|One hack to rule them all
|What the hack?!
Imagine the characters in Star Trek travelled in time to 2020. They discover this strange app called Twitter and are confused with everything that is going on. Now they want to help us, and the first part to solving a problem is identifying the cause of it. So they decide to build a model to visualise the cause of it all (inspired by LCARS in the original series)
What it does
The Twitter Content Access/Retrieval System (TCARS) allows the user to input a query like a keyword and then it extracts tweets from the past week that are relevant to it. Based on that data it creates multiple creative and useful visualizations like a world cloud, a co-occurrence graph and a polarity/subjectivity graph based on AI-powered sentiment analysis.
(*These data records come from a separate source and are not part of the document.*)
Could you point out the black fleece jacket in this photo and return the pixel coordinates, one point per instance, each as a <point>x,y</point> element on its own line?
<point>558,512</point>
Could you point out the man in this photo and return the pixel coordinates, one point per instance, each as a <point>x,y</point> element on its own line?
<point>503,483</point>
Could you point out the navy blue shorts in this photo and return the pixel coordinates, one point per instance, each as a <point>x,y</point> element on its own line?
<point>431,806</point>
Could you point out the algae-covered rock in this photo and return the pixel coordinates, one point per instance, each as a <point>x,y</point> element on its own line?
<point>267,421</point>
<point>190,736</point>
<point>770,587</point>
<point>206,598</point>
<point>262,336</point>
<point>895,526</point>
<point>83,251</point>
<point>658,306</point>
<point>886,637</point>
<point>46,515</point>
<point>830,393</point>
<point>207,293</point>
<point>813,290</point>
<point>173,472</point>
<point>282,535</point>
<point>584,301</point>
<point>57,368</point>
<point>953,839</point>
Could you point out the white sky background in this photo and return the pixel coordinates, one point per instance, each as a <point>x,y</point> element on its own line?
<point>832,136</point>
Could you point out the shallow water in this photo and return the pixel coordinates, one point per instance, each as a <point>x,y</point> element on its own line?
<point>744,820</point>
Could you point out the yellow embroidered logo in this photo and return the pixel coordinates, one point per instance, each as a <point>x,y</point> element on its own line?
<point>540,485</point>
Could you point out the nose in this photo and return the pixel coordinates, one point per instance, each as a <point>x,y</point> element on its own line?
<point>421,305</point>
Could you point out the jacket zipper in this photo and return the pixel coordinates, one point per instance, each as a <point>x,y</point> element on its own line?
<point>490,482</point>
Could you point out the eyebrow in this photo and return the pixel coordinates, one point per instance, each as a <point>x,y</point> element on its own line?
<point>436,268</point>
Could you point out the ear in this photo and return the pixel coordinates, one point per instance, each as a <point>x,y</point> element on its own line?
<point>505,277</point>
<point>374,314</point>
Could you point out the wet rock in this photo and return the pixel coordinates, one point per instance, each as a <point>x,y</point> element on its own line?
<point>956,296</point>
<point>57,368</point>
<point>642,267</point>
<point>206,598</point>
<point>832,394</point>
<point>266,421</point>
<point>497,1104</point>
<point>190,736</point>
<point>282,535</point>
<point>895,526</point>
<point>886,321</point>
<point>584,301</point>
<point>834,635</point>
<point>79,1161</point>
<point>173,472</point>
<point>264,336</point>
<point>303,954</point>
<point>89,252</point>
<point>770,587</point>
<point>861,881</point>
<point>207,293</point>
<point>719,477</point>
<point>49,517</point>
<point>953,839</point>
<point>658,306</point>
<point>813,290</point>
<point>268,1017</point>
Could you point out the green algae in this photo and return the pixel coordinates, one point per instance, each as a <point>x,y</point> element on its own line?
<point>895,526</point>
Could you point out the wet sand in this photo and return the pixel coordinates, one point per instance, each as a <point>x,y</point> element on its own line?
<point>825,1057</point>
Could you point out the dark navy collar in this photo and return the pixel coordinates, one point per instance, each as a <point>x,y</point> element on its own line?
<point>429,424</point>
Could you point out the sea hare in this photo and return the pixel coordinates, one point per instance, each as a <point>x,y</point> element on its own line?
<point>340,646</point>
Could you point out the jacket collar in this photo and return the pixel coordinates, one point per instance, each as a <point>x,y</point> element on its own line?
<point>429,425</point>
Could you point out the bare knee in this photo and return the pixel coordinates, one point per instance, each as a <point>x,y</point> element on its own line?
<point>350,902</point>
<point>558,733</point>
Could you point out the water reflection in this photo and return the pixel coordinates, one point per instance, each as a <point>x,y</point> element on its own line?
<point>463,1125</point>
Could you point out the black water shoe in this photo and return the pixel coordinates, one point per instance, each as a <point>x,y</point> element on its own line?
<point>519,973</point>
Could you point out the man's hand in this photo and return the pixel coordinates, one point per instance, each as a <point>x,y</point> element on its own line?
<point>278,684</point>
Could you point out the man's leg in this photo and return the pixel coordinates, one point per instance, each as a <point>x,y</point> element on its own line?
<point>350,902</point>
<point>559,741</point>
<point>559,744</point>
The polarity/subjectivity graph allows the user to visualize the general sentiments on a topic; relating how subjective the tweets are when compared against their dominant emotive opinion. The colour indicates the time of posting: ranging from 7 days ago represented by deep purple to the present day in bright yellow.
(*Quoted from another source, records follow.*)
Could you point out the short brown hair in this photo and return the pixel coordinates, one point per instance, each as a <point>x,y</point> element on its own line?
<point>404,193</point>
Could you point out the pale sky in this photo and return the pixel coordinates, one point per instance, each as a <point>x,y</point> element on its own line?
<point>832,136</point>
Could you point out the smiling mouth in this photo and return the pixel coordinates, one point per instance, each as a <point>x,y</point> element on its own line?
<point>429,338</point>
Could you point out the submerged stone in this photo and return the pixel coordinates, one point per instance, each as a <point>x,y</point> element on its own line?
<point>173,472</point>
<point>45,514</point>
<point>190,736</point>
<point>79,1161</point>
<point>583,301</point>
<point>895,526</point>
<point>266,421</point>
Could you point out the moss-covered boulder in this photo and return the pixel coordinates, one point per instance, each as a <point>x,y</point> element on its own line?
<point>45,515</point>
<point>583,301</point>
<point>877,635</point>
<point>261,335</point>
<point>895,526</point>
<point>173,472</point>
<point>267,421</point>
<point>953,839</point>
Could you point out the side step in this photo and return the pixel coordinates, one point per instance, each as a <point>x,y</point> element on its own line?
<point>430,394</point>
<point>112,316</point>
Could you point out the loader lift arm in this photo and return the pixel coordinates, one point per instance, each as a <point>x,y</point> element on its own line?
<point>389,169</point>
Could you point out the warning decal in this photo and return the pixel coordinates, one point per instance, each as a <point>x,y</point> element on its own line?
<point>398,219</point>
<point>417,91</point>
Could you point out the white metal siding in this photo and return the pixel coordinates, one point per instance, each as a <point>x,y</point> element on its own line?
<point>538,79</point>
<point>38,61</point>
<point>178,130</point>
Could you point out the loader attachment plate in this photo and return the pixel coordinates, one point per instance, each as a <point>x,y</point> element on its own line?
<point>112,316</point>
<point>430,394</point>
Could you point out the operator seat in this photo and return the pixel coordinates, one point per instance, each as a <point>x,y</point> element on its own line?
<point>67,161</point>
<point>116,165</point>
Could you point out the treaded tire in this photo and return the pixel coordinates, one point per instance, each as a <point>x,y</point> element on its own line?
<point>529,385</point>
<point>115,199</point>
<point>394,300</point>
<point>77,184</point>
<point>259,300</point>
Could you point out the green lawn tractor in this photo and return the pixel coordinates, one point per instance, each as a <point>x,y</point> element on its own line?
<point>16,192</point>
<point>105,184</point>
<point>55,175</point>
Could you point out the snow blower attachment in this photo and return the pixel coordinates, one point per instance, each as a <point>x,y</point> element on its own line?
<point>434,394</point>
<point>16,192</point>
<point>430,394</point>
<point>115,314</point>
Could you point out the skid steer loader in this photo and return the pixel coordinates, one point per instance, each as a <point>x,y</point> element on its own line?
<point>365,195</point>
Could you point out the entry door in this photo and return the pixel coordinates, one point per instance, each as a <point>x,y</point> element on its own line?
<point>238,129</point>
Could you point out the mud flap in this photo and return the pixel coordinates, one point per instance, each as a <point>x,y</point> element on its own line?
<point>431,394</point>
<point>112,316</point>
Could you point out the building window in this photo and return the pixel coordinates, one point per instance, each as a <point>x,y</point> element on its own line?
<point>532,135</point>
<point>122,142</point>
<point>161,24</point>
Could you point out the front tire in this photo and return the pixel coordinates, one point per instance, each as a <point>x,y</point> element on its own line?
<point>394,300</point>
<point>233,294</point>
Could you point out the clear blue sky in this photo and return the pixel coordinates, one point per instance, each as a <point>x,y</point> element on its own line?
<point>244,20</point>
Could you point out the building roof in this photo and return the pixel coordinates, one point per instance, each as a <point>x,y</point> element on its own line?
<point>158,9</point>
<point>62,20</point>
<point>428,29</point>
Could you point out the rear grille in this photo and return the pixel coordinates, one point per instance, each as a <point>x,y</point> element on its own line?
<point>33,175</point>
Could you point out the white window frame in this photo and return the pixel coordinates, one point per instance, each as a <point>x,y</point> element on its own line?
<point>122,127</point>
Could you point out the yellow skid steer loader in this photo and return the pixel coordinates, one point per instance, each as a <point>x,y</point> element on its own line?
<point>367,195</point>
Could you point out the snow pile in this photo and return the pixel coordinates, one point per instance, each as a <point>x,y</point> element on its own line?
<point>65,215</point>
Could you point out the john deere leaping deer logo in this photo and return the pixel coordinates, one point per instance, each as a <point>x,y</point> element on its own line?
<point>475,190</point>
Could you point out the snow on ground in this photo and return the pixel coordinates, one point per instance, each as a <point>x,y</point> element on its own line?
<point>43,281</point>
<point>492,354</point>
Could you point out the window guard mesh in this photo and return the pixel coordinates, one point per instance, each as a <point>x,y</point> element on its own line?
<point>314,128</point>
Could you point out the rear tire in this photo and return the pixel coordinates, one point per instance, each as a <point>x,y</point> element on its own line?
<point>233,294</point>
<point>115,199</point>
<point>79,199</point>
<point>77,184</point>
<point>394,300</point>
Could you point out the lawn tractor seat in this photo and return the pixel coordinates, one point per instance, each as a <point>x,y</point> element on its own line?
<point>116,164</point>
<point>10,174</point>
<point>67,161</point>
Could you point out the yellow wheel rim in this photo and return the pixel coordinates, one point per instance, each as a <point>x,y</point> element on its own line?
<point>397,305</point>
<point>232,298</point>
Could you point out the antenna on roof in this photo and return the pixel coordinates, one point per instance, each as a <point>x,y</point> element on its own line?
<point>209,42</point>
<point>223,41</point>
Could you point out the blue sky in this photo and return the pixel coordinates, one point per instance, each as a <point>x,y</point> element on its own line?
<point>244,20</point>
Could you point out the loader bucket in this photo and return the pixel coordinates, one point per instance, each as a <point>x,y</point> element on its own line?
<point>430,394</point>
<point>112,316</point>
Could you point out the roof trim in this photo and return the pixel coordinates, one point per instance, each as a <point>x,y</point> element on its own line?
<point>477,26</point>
Polarity, on the x axis, lies between -1 and 1 representing a range of fully negative to fully positive sentiment. Subjectivity is represented on the y axis and measures the occurrence of words indicating opinion rather than fact – scoring 0 for stated facts and 1 for a fully subjective opinion.
As an example, a user could visualize the development of a controversial social issue with this software. Searching for keywords and observing how the sentiments of the tweets vary over time, one could quantitatively measure how the structure and tone of the conversation evolves.
How we built it
We used Python for both back-end and front-end implementation, more specifically we used TextBlob library for the sentiment analysis, regex for data cleaning and Pyglet for the user interface.
Challenges we ran into
We ran into a couple of technical challenges related to the user interface implementation and data cleaning but we successfully overcame them.
Accomplishments that we're proud of
We are proud of the way we faced the challenges, the knowledge that we gathered on the way and of our team dynamic.
What we learned
We learned more things about the intricacies of Twitter API, Pyglet and collaborative environments.
What's next for Twitter Content Access/Retrieval System (TCARS)
We plan to look for more interesting, creative and useful visualizations while maintaining the Star Trek theme.